Ворон Доктора Ф

22
18
20
22
24
26
28
30

- Да, госпожа! - поклоном отозвался слуга, контракт еще был в силе.

Паучиха зашипела и вновь сразились Вороны, Цетону все казалось, что Розалинда уж простила, что будет власть и свобода, но Лилия не смотрела, она на коленях стояла подле тела брата, перебирая волосы, смахивая бережно снежинки, глухим не по-девичьи женским голосом напевала размеренно:

- Баю-баю… Баю-Бай, спи, Матвейка, засыпай…

В коченевших маленьких ручках мальчика лежал игрушечный мишка и застывшим покоем улыбался…

Оцепенение.

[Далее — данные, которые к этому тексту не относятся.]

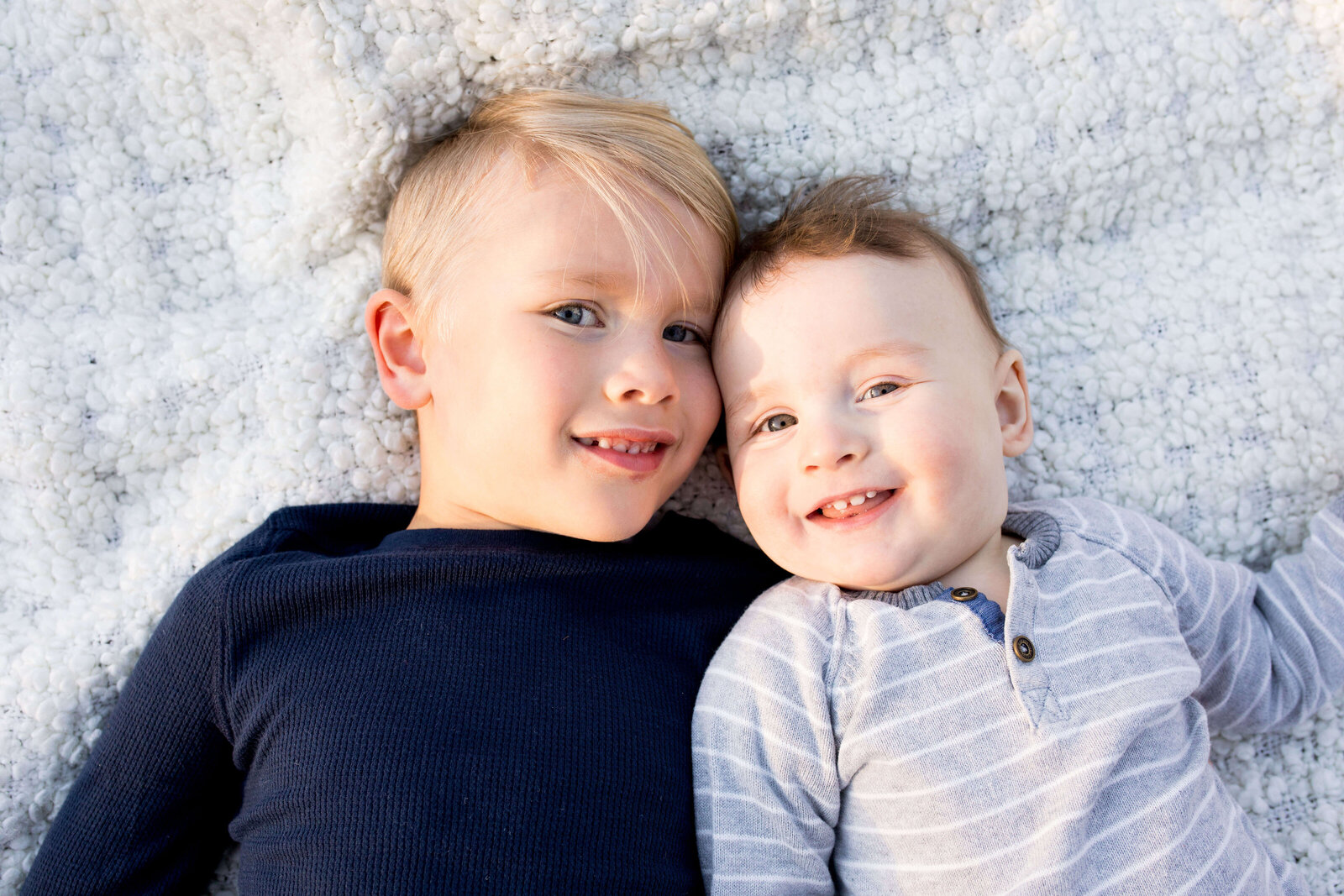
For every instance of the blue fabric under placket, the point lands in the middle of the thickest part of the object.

Распалось.

Ужас прорезал сердце Цетона, когда он лицезрел эту картину, впиваясь клыками в паучье тело, казавшееся несуществующим…

И впервые за тысячу лет Ворон заплакал, едва не навзрыд, стенания вырывались рыком, он, наконец, все понял - никакая сила не стоила той жизни, что они отняли, он, наконец, все понял - поздно…

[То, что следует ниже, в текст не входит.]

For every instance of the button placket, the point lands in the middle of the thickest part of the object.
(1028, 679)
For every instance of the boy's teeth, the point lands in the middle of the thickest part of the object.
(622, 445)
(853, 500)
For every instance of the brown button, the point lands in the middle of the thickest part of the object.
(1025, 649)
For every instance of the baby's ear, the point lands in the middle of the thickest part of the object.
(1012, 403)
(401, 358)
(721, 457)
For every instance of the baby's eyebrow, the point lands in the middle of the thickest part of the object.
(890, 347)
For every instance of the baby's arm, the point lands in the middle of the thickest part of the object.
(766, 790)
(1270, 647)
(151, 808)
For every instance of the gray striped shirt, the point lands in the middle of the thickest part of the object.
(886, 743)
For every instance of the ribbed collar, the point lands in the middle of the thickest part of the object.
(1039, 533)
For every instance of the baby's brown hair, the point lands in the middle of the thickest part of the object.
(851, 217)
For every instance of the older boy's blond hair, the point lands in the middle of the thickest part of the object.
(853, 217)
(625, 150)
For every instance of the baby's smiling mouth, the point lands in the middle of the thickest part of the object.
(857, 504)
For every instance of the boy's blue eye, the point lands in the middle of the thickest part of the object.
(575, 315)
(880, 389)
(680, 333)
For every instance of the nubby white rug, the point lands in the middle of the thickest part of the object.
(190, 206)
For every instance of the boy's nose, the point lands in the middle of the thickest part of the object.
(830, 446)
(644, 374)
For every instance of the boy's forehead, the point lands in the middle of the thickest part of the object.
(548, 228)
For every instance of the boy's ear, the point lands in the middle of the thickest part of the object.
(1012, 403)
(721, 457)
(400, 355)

Все боль пронзила бытие его, и в боли осознание Ответа.

Так почему так поздно? Этот долгий свет!

И все сквозь смерть, никто не знал ответа…

И все разрушено, все будет плакать мать, отец уж не придет, а дочь Алина ощутит вдруг одиночество сестры и, может, не сойдет с ума, но шрамы… И все разрушили они, он, эта паучиха… Как же так? Все чувства - это боль, но человечества обряд…

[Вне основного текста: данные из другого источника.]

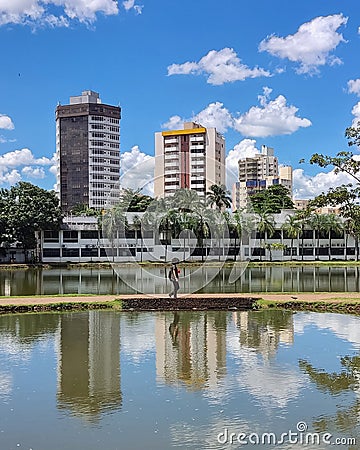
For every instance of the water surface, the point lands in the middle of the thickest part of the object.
(153, 280)
(115, 380)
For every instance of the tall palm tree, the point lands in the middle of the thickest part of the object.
(219, 196)
(317, 222)
(136, 225)
(265, 226)
(292, 228)
(332, 223)
(303, 215)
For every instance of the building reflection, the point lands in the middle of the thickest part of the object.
(264, 331)
(89, 382)
(191, 348)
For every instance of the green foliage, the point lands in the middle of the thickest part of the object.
(218, 196)
(133, 201)
(26, 208)
(273, 199)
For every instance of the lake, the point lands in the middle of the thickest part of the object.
(153, 280)
(187, 380)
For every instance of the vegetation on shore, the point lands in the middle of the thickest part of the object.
(335, 305)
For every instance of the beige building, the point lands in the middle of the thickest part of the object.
(192, 158)
(257, 173)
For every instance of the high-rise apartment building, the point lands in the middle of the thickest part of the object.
(192, 158)
(88, 152)
(257, 173)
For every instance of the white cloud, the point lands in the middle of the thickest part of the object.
(137, 170)
(174, 123)
(272, 119)
(306, 186)
(311, 45)
(37, 12)
(244, 149)
(6, 123)
(356, 113)
(354, 86)
(130, 4)
(33, 172)
(14, 165)
(215, 116)
(223, 66)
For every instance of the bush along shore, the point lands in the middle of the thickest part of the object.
(318, 303)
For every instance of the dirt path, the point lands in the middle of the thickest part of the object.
(279, 297)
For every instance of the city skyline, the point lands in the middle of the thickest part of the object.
(262, 74)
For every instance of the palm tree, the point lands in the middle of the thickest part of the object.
(317, 222)
(303, 216)
(332, 223)
(137, 227)
(265, 226)
(219, 196)
(113, 222)
(292, 228)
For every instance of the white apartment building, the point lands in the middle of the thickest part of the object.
(192, 158)
(257, 173)
(88, 152)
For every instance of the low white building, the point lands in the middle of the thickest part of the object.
(81, 241)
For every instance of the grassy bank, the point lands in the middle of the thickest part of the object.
(320, 302)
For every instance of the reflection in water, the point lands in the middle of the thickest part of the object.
(345, 419)
(180, 378)
(191, 348)
(89, 366)
(153, 280)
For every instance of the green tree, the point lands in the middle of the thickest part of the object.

И только через боль возможно покаянье, сквозь боль души откроется вдруг дверь, но поздно, поздно! Как же можно поздно! Вдруг полюбить весь мир и вдруг такой ценой!

Убей ее, убей! А слезы все катились, не убавляя ненависти к паучихе, убила ведь она. А он не спас… И говорил ему - не лги, любая ложь другим ведь убивает нас…

Паучиха превращалась в свои новые формы, она не понимала, что с Цетоном, он оставался человеком, все больше, все отчаяние, перерождаясь во что-то новое, как будто и живое, и таял его собственный лед, потоком нахлынули чувства, и боль и Ответ…

Так, значит, Солнца? Верно! Только… Как поздно понял… Как он мог понять иначе, раньше… Ворону под стать… И только не хотел с ответом перестать вдруг быть и стать ничем, стоком, что питает ненависть отчаянья в краю, где стоны, что чайки над морем… Нет, туда возвращаться невозможно… Теперь…

В ушах звучала надорванными струнами размеренная колыбельная погибшим, кажется, Розалинда все еще пела, а, может, это так когда-то пела его мать, и, может, это имя его, живое, когда еще… Но он не помнил, ускользал весь свет…

Так получи же! Паучиха! И он одной рукой лишь сжал горло чудовища, а другой разбил, но выжег вдруг, грудную клетку, вырывая сердца стук… Паучиха обмякла, стала податливой и бесполезной, смотрела все так же злобно, она не понимала, что ее ждет полное небытие, скалилась, как будто злорадствовала, а потом тихо и молчаливо издохла, подобно паршивой собаке, обреченная так никогда и не стать человеком…

Казалось, Розалинда не следила за исходом поединка, все пела сквозь снег низким, как архангельским, северным тембром, русской горюющей душой без рынка и догматов.

Подняла голову, в глазах ее не оставалось безумия, не оставалось льда, и даже ненависти… Но Цетон все понял по ее лицу, исполненному скорби, как с картины Мунка.

Слез не осталось, в душе болел ответ… Без слов, но словом, без вопроса, но без ощущения змеиной кожи, все стали собой, проникнув вдоль конца во всю суть, но поздно.